Fortunately, a successful new menu, along with the recent run of "Wicked" at the Civic Center and some high praise in the Wall Street Journal, have helped bring back the buzz.
Ambiance: Graceful touches successfully meld with hard-edged urban effects in a plush yet postmodern way.
Menu: Chef Sean Wilson, a North Carolina native who has been with Azalea since its opening and took over after Morrow left, often grounds his high-end, detailed dishes with down-home Southern touches such as grits, oysters, collard greens, pimento cheese, peanuts, pecans - and lots of bacon.

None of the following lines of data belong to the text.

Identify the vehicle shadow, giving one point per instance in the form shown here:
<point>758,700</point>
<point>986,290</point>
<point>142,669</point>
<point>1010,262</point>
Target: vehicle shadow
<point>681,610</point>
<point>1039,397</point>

First-rate food: For the most part, the kitchen was able to stay on top of the precise, detailed cuisine that glistened with freshness and blazed with flavor. Greatest hits included the tender beef shoulder steak with a luscious blue cheese creamed spinach as well as the chicken with a homemade butternut squash and foie-gras raviolio and a pomegranate salsa verde.
It's nice to know you can go low here, too; starting at $10, the wood-fired pizzas combine clever ingredients in ways that proved dashing and original, at least judging from a winning pie with house-smoked chicken, barbecue sauce, roasted red onion, Fontina and a Cheddar crust.

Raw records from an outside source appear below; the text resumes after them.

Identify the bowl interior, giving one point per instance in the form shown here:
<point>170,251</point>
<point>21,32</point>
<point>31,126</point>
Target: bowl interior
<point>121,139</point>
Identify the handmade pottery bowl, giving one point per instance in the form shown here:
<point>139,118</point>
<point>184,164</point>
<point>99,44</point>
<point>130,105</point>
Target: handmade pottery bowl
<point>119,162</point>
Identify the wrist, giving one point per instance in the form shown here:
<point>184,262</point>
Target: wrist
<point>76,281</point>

For dessert, an Orange Mousse Cake proved as creative and passionately wrought as the best here.
Enough, already: Sometimes the Southern angle seems more about schtick than satisfaction. The fried oysters and pork tenderloin tasted like two separate entrées that happened to share one plate. And the molten foie gras croquette on the Dr. Pepper Braised Short Ribs left me scratching my head. One cut into it revealed a watery liquid that had little to offer an otherwise top-notch dish of unctuous ribs.
And as true-to-the-South as the winter greens are, one night they arrived with a harsh, peppery angle that clobbered the finer workings of the dish.